Radically Liberal Arts

A couple of recent news items from America's institutions of higher learning:

Item One: Drake University, a $35,000 per year private school in Des Moines, Iowa, that bills itself as providing a "thriving intellectual environment," is set to host David Ray Griffin as a speaker on April 23. Griffin will explain to Drake's students why 9/11 was not an attack led by a group of murderous radical Islamist thugs but was instead "an inside job led by Dick Cheney." I'm not joking.

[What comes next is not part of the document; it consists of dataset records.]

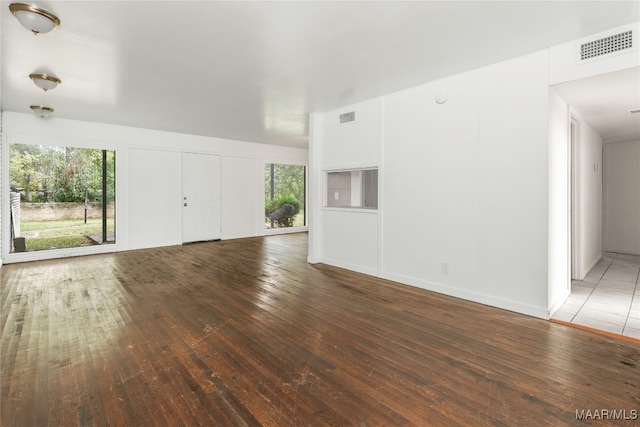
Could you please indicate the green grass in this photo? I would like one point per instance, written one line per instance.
(58, 242)
(49, 225)
(60, 234)
(298, 221)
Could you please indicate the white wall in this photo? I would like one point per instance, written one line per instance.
(463, 183)
(155, 198)
(559, 202)
(622, 197)
(590, 196)
(148, 169)
(344, 237)
(242, 195)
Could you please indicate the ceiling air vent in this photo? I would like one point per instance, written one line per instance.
(347, 117)
(606, 45)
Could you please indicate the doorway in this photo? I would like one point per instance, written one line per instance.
(200, 197)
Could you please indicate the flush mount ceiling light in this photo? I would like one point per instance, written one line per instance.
(44, 81)
(42, 111)
(34, 18)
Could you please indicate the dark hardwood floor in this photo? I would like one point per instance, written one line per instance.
(246, 333)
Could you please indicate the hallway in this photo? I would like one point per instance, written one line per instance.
(608, 298)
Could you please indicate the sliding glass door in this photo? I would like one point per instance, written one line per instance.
(61, 197)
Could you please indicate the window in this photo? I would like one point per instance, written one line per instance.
(353, 189)
(284, 195)
(61, 197)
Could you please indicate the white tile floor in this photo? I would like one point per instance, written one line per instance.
(608, 298)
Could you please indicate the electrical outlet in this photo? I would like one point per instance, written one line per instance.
(445, 268)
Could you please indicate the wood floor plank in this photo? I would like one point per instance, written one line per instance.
(247, 333)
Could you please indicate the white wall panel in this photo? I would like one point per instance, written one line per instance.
(351, 240)
(591, 196)
(155, 198)
(513, 181)
(559, 221)
(622, 197)
(430, 165)
(353, 144)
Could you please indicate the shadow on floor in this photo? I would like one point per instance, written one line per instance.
(608, 298)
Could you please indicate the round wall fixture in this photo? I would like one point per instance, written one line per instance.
(34, 18)
(42, 111)
(442, 97)
(45, 81)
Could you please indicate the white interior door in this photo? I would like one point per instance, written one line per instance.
(200, 197)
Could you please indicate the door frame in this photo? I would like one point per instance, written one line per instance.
(575, 229)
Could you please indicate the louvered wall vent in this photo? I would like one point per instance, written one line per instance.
(606, 45)
(348, 117)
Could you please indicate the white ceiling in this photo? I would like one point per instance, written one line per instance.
(604, 102)
(254, 70)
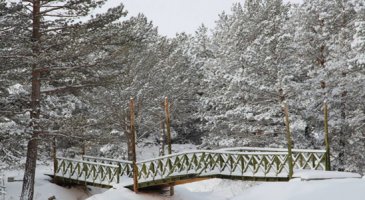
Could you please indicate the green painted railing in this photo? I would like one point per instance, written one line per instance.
(90, 172)
(233, 162)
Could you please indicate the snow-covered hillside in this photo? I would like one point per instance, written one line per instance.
(341, 188)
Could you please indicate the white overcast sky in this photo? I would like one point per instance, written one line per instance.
(172, 16)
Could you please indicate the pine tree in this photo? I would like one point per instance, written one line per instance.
(57, 45)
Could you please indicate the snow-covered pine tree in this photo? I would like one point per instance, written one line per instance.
(59, 46)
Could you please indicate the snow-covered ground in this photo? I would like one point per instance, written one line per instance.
(345, 186)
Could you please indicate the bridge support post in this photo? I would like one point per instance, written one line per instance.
(54, 157)
(133, 140)
(326, 139)
(288, 138)
(168, 131)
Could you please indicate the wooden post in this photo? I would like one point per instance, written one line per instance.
(83, 151)
(162, 137)
(133, 140)
(54, 158)
(288, 138)
(168, 132)
(326, 140)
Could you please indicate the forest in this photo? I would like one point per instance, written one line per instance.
(69, 75)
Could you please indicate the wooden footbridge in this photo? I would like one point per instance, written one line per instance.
(257, 164)
(245, 163)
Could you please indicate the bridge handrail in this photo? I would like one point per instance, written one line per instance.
(272, 149)
(108, 159)
(87, 162)
(210, 151)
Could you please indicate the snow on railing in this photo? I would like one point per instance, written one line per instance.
(2, 187)
(243, 161)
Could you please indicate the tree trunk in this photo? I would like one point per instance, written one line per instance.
(30, 165)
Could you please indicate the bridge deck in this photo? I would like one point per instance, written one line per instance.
(254, 164)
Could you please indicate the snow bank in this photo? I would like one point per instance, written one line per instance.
(318, 175)
(333, 189)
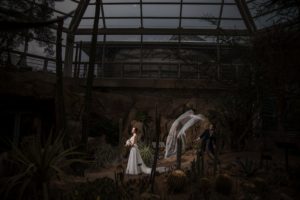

Item Two: On Friday we learned about the story of Professor Ricardo Dominguez at UC San Diego. Dominguez, who is said to be a "scholar in the emerging field of electronic civil disobedience," led an "online sit in" protest on the President of the University of California's web site. In somewhat less flowery, 1960's parlance, he had 400 students launch something resembling a DOS attack that crashed the President's web site for an hour and a half. This is, the story noted, a violation of the University's rules and quite possibly a criminal act:

Joe Nalven, who worked as a private attorney in the 1990s and represented a UCSD professor facing dismissal, said he believes the university has a case against Dominguez.

“If he has done the things I've read that he's claimed, I would say it's actionable,” said Nalven, who lectures at San Diego City College. “There are limits to academic freedom.”

Tenured professors enjoy a certain level of academic freedom but have to comply with campus policies. UCSD's faculty code of conduct says unacceptable conduct includes “intentional disruption of functions or activities sponsored or authorized by the university,” and “unauthorized use of university resources or facilities on a significant scale for … political reasons.”

For his part, Professor Dominguez has come up with a somewhat bemusing defense: “A new form of art is not a crime,” he said to cheers from his fellow protesters.